Learning with Impartiality to Walk on the Pareto Frontier of Fairness, Privacy, and Utility
This work addresses the challenge of balancing fairness, privacy, and utility for deploying machine learning models in sensitive applications, offering an incremental improvement by extending existing privacy-preserving frameworks.
The paper tackles the problem of jointly optimizing fairness, privacy, and utility in machine learning models by introducing impartiality as a principle to avoid bias, resulting in methods that provide accurate Pareto frontiers to reveal trade-offs between these objectives.
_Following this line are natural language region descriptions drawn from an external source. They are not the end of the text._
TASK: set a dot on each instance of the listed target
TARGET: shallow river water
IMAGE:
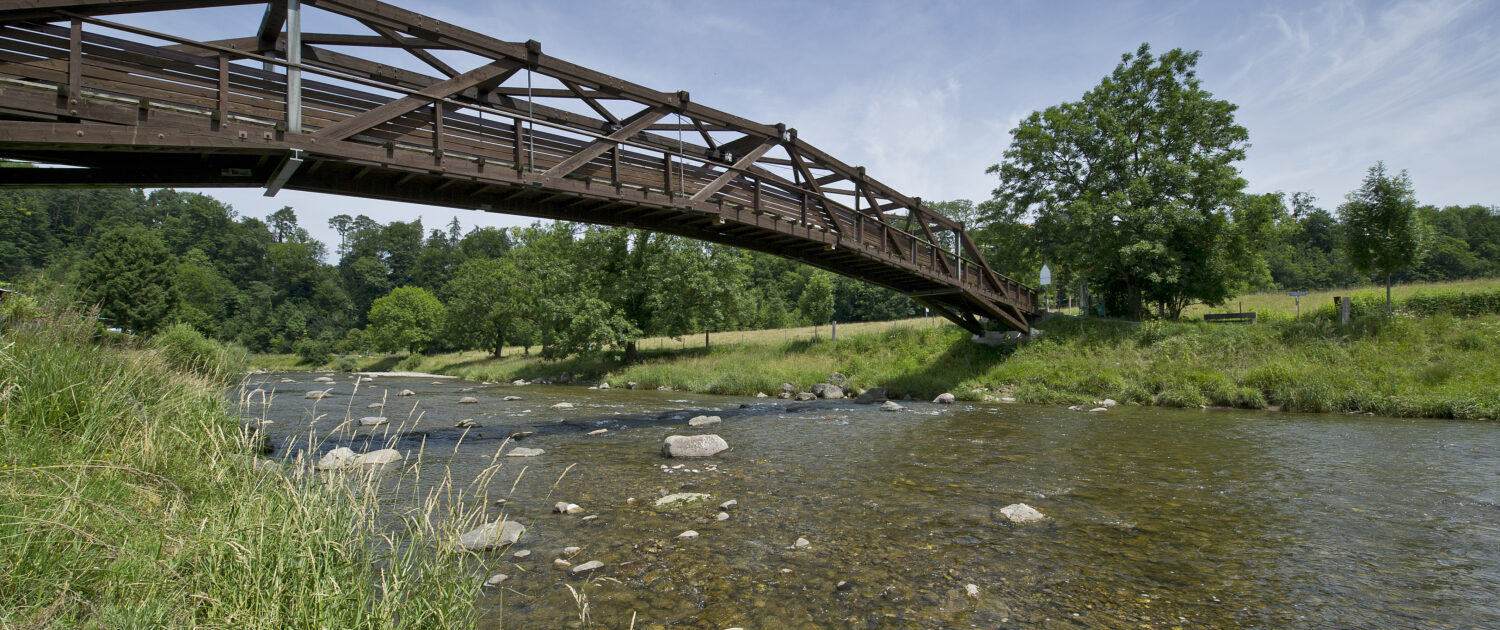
(1155, 518)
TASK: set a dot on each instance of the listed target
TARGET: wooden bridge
(488, 125)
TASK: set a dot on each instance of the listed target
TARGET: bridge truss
(314, 111)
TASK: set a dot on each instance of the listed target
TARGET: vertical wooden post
(515, 128)
(75, 65)
(437, 131)
(222, 113)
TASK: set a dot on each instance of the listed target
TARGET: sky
(924, 93)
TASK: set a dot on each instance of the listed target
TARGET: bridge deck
(137, 113)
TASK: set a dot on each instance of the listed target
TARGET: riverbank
(1407, 366)
(129, 497)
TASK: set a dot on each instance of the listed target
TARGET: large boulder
(378, 458)
(872, 395)
(492, 534)
(336, 458)
(827, 390)
(1022, 513)
(693, 446)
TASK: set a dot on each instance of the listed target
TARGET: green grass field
(129, 498)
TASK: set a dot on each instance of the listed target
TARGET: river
(1155, 518)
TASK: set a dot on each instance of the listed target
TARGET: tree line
(162, 257)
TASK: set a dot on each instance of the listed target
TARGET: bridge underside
(212, 114)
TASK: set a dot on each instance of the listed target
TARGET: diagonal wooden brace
(633, 125)
(732, 171)
(408, 104)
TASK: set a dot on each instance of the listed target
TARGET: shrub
(411, 362)
(314, 351)
(186, 350)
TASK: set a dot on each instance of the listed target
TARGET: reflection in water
(1157, 518)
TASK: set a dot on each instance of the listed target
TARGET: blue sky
(924, 93)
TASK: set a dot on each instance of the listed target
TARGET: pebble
(524, 452)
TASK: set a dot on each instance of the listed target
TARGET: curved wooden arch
(285, 108)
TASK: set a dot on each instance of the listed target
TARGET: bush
(410, 363)
(186, 350)
(314, 351)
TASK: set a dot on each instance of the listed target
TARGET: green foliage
(816, 302)
(408, 318)
(131, 501)
(1133, 186)
(186, 350)
(314, 351)
(1383, 225)
(132, 279)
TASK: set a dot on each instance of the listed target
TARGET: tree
(131, 276)
(480, 311)
(408, 318)
(1131, 186)
(818, 300)
(1383, 227)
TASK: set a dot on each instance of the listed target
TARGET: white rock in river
(524, 452)
(590, 566)
(681, 500)
(336, 458)
(704, 420)
(693, 446)
(1022, 513)
(492, 534)
(380, 456)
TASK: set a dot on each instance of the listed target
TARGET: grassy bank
(128, 498)
(1434, 359)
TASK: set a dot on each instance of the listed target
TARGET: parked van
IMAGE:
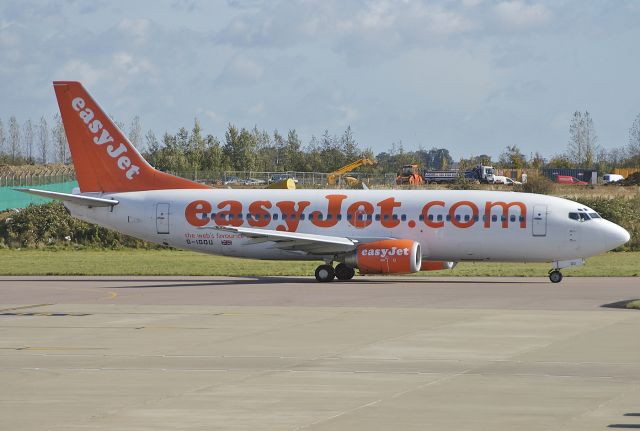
(611, 178)
(568, 179)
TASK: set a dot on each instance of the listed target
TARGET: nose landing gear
(326, 272)
(555, 276)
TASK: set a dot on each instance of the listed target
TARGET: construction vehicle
(338, 175)
(410, 174)
(480, 173)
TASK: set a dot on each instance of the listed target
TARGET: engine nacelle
(436, 265)
(389, 256)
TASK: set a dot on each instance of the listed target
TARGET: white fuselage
(450, 225)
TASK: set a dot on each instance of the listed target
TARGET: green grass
(634, 304)
(174, 262)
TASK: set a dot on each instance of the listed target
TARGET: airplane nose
(615, 236)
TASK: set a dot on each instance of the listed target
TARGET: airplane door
(539, 220)
(162, 218)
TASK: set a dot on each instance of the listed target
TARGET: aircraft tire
(344, 272)
(555, 276)
(325, 273)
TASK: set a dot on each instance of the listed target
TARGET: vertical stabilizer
(104, 159)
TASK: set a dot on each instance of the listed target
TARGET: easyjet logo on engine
(360, 214)
(102, 136)
(384, 252)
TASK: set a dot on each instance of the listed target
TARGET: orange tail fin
(104, 159)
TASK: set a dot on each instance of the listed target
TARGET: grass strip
(176, 262)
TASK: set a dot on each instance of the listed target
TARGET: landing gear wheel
(555, 276)
(344, 272)
(325, 273)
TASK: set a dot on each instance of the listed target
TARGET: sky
(472, 76)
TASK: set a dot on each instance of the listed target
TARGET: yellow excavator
(333, 177)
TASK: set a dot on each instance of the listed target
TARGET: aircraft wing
(294, 241)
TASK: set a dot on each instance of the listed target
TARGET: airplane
(372, 231)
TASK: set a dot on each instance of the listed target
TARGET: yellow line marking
(23, 307)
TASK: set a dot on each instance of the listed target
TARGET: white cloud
(257, 108)
(78, 70)
(517, 13)
(241, 70)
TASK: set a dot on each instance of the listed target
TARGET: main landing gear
(326, 272)
(555, 276)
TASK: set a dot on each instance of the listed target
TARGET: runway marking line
(24, 307)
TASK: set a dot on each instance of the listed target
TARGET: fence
(625, 172)
(9, 198)
(303, 179)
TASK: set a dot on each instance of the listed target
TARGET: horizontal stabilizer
(76, 199)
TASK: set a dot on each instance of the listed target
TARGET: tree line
(244, 149)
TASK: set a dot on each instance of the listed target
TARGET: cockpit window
(581, 216)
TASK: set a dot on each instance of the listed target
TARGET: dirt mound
(631, 180)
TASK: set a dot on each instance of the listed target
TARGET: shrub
(50, 224)
(536, 184)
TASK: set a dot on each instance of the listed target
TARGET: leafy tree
(583, 140)
(60, 140)
(512, 158)
(14, 139)
(633, 148)
(135, 133)
(27, 131)
(3, 138)
(292, 151)
(43, 139)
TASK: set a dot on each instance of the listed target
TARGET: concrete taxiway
(156, 353)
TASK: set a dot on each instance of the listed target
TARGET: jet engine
(436, 265)
(389, 256)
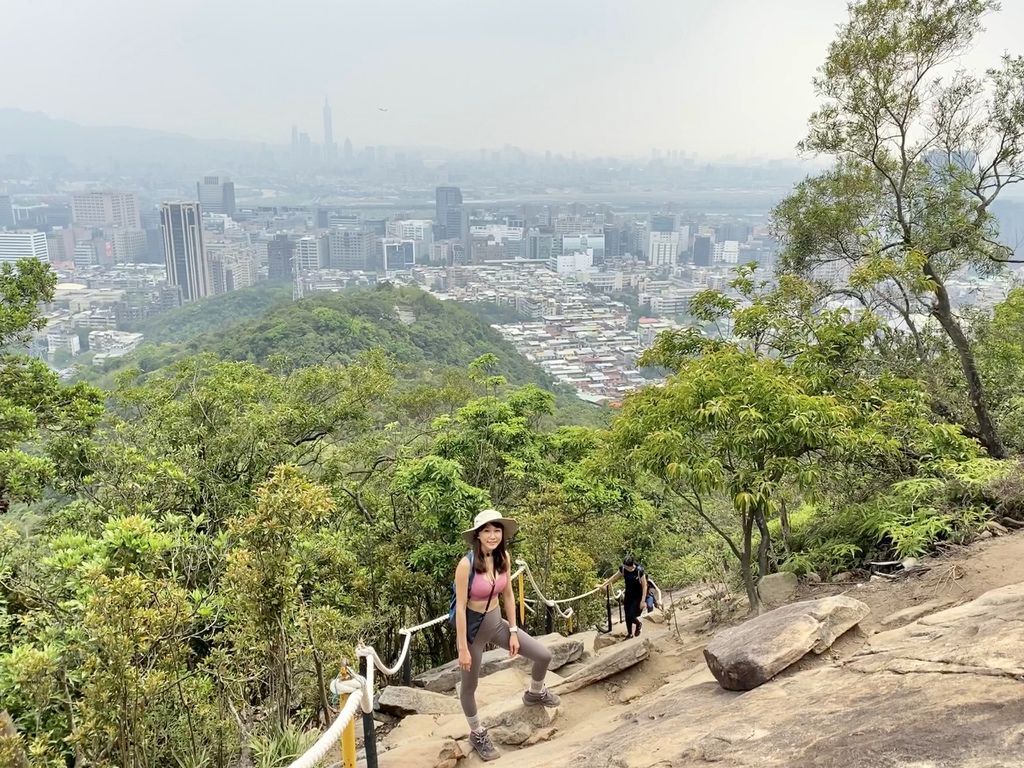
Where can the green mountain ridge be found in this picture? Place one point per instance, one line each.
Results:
(263, 326)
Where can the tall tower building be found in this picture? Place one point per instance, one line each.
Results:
(216, 196)
(330, 148)
(281, 259)
(6, 212)
(105, 209)
(187, 268)
(449, 214)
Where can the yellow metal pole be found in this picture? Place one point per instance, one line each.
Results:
(522, 602)
(348, 744)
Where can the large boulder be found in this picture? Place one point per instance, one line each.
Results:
(604, 665)
(444, 678)
(744, 656)
(401, 700)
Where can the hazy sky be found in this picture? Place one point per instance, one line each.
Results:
(713, 77)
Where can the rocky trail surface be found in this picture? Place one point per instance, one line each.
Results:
(930, 676)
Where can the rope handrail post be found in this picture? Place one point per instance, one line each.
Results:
(607, 604)
(407, 671)
(369, 724)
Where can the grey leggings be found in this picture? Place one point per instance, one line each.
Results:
(495, 630)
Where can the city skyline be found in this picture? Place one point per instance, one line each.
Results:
(598, 79)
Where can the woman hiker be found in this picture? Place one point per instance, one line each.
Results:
(481, 582)
(636, 593)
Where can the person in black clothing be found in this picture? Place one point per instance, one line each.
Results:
(636, 593)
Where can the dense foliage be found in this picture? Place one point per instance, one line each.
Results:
(187, 560)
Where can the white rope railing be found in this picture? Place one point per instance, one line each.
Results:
(555, 603)
(360, 689)
(369, 651)
(356, 689)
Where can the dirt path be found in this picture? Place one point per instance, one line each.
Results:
(669, 712)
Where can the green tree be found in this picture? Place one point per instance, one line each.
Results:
(35, 408)
(921, 152)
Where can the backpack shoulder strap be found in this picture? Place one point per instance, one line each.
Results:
(472, 572)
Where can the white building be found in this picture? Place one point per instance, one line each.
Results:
(726, 252)
(663, 248)
(105, 209)
(310, 253)
(129, 245)
(62, 342)
(568, 263)
(23, 244)
(114, 343)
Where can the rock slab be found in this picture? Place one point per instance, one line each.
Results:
(605, 665)
(401, 700)
(742, 657)
(444, 678)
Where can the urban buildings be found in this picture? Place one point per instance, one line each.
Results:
(450, 215)
(6, 213)
(349, 249)
(23, 244)
(663, 248)
(216, 196)
(98, 209)
(281, 258)
(310, 253)
(185, 258)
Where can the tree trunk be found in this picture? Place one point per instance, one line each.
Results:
(10, 742)
(764, 544)
(744, 565)
(942, 311)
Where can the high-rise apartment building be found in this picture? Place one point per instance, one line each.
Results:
(281, 259)
(310, 253)
(350, 249)
(184, 254)
(129, 246)
(702, 249)
(663, 248)
(397, 254)
(450, 214)
(330, 148)
(216, 195)
(105, 209)
(6, 213)
(23, 244)
(60, 245)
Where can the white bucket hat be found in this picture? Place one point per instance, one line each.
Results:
(491, 515)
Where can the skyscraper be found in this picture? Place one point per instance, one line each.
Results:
(449, 213)
(105, 209)
(281, 258)
(330, 150)
(184, 253)
(6, 212)
(216, 196)
(702, 248)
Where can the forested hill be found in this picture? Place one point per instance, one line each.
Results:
(188, 321)
(264, 326)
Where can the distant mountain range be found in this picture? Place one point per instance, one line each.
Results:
(34, 134)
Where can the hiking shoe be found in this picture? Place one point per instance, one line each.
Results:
(545, 697)
(484, 748)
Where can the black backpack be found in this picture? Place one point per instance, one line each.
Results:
(469, 587)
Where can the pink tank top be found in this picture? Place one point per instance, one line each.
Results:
(480, 588)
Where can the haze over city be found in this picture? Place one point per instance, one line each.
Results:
(705, 77)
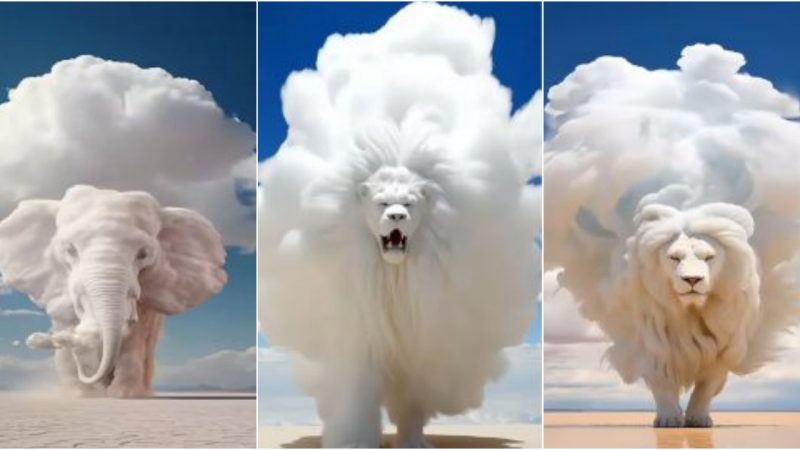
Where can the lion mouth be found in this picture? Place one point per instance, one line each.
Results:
(394, 241)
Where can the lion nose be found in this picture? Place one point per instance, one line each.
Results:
(692, 280)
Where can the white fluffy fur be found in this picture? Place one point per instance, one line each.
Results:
(675, 341)
(690, 162)
(411, 109)
(421, 337)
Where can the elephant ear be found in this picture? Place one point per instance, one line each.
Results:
(25, 260)
(189, 268)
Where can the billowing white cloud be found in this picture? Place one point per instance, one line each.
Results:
(20, 312)
(17, 373)
(564, 323)
(225, 370)
(703, 132)
(513, 398)
(423, 85)
(230, 370)
(120, 126)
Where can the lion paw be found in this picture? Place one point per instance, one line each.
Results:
(668, 421)
(699, 421)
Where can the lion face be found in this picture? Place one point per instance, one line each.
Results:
(692, 265)
(393, 200)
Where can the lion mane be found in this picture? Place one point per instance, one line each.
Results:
(654, 335)
(433, 327)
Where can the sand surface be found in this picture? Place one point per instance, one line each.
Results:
(633, 429)
(440, 436)
(180, 420)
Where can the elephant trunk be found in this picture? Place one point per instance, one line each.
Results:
(107, 300)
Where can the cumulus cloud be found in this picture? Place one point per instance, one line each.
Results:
(417, 93)
(703, 132)
(120, 126)
(564, 322)
(231, 370)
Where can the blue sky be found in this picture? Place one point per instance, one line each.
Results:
(652, 35)
(213, 43)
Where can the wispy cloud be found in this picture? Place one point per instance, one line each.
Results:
(224, 370)
(513, 398)
(577, 377)
(21, 312)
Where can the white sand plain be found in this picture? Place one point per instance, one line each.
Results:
(634, 430)
(521, 435)
(179, 420)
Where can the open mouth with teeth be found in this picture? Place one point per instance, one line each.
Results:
(395, 241)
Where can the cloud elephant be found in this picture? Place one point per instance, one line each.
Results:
(107, 266)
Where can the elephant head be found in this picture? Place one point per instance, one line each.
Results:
(99, 255)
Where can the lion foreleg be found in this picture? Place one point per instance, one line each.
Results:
(409, 417)
(668, 407)
(698, 413)
(351, 406)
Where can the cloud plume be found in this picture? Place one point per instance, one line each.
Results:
(120, 126)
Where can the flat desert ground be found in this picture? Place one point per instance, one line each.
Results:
(179, 420)
(633, 429)
(523, 435)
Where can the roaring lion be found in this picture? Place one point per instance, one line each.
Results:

Deploying machine learning (ML) models often requires both fairness and privacy guarantees. Both of these objectives present unique trade-offs with the utility (e.g., accuracy) of the model. However, the mutual interactions between fairness, privacy, and utility are less well-understood. As a result, often only one objective is optimized, while the others are tuned as hyper-parameters. Because they implicitly prioritize certain objectives, such designs bias the model in pernicious, undetectable ways. To address this, we adopt impartiality as a principle: design of ML pipelines should not favor one objective over another. We propose impartially-specified models, which provide us with accurate Pareto frontiers that show the inherent trade-offs between the objectives. Extending two canonical ML frameworks for privacy-preserving learning, we provide two methods (FairDP-SGD and FairPATE) to train impartially-specified models and recover the Pareto frontier. Through theoretical privacy analysis and a comprehensive empirical study, we provide an answer to the question of where fairness mitigation should be integrated within a privacy-aware ML pipeline.